Precauções no exercício físico para a hiperlipidemia

Os doentes com hiperlipidémia, especialmente os idosos, gordos, com tendência para doenças cardiovasculares e normalmente inactivos, devem consultar as opiniões e orientações do pessoal médico quando começam a fazer exercício e, se necessário, realizar o exercício sob supervisão, de modo a evitar a má adaptação ao exercício ou acidentes. Após um período de tempo depois do exercício, o doente compreende a situação básica do exercício, domina a forma de se auto-supervisionar e, ao mesmo tempo, determina uma prescrição de exercício mais adequada, o programa de exercício pode ser gradualmente Reduzir ou retirar a supervisão, ou estabelecer um contacto regular, de modo a ajustar o programa de exercício a tempo quando houver uma situação.
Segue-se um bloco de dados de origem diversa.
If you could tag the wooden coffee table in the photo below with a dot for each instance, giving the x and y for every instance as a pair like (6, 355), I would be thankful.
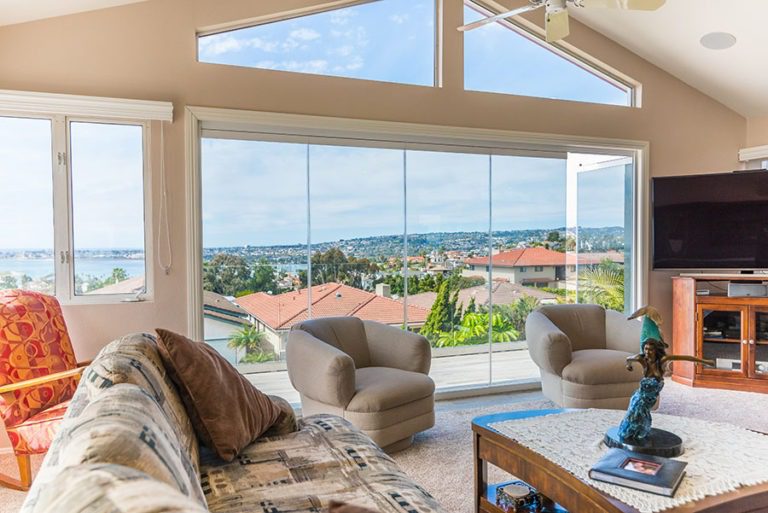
(564, 488)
É aconselhável começar com uma pequena quantidade de treino e aumentá-la gradualmente até à quantidade necessária de exercício de forma gradual. O efeito do treino demora pelo menos 6 semanas a ser significativo e regressa ao estado anterior ao treino 4 dias após a interrupção do mesmo. Por conseguinte, é necessário que os doentes sejam persistentes para manter o efeito do exercício e atingir o objetivo do exercício para a hiperlipidemia. Os principais sinais de uma quantidade adequada de exercício são uma ligeira transpiração durante o exercício, uma respiração ligeiramente acelerada que não afecta o diálogo, uma sensação de conforto ao levantar-se de manhã e a ausência de fadiga persistente ou outro desconforto. Os doentes podem medir a dimensão da sua atividade em conformidade e fazer ajustamentos atempados. Os doentes devem controlar regularmente os lípidos no sangue, etc., durante o exercício e o treino. O exercício, a dieta e a medicação são os principais meios de influenciar a hiperlipidemia, devendo prestar-se atenção à coordenação dos três durante o exercício. Ou seja, controlo dietético, mas não falta de nutrição, para garantir necessidades físicas adequadas, mas também prestar atenção ao ajuste atempado da dosagem de medicamentos, tanto quanto possível para a quantidade mínima de meios químicos, e as medidas fisiológicas máximas para alcançar o efeito terapêutico mais eficaz. Ao mesmo tempo, deve também notar-se que alguns fármacos hipolipemiantes têm efeitos anti-hipertensivos e de redução da frequência cardíaca, o que deve ser particularmente tido em conta na formulação da prescrição de exercício, como a frequência cardíaca como indicador da intensidade do exercício.